Given this opportunity, with recognition of the valid concerns noted by the reviewers, we would like to show that a similar qualitative pattern of associations for COMT diplotypes across all tested pain measures was observed. Subjects homozygous for the LPS haplotype had the lowest pain responsiveness, subjects homozygous for the APS haplotype had average pain responsiveness, and subjects heterozygous for APS and HPS haplotypes had the greatest pain responsiveness to all of the examined noxious stimuli (Fig. 2-4). Subjects with the HPS/APS diplotype had lower foot thermal pain threshold (F4,180 = 5.09, P < 0.0008; Fig. 2A) and tolerance (F4,180 = 4.52, P < 0.002; Fig. 2B) relative to those possessing the LPS/LPS diplotype. Similarly, subjects with the HPS/APS diplotype had lower arm thermal pain threshold (F4,180 = 4.22, P < 0.003; Fig. 2C) and tolerance (F4,180 = 3.46, P < 0.01; Fig. 2D) relative to those with the LPS/LPS diplotype. Cheek thermal pain threshold (P = 0.057; Fig. 2E) and tolerance (F4,180 = 2.81, P < 0.03; Fig. 2F) was also lower for individuals with the HPS/APS diplotype. Pressure pain threshold for the wrist (Fig. 3A), temporalis muscle (Fig. 3B), TMD joint (Fig. 3C), and masseter muscle (Fig. 3D) was lowest for subjects possessing the HPS/APS diplotype. Significant group differences were observed for the wrist (F4,180 = 2.41, P = 0.05). Ischemic threshold (Fig. 4A) and tolerance (Fig. 4B), while showing a similar qualitative pattern, did not significantly vary between different diplotypes (P > 0.3).
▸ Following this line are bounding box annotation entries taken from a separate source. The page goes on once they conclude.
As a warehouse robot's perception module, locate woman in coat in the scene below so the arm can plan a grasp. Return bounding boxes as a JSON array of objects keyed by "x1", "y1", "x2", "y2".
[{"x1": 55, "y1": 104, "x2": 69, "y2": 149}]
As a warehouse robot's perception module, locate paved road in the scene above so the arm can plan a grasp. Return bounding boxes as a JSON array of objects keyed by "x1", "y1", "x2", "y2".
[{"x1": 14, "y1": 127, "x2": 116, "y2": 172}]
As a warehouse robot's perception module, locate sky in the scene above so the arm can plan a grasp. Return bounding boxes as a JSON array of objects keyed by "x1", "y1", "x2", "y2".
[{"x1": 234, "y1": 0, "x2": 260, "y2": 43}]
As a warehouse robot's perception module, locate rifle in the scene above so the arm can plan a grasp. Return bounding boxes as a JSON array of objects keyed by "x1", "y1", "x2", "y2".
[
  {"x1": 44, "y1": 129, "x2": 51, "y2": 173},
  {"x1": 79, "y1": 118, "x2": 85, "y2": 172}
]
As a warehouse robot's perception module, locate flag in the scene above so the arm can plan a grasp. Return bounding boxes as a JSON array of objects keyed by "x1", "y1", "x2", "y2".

In summary, we would like to stress that we greatly appreciate the nature of the concerns raised by Drs. Kim and Dionne. We fully agree with their concluding statement that given the large number of genetic variations, and our limited current knowledge about the human genome, it is important to follow principles of genetic research for complex traits in order to avoid false positive associations. We hope that we have demonstrated in our response that we embrace the best practices in genetic research and that our results make a credible contribution to our understanding of human pain genetics.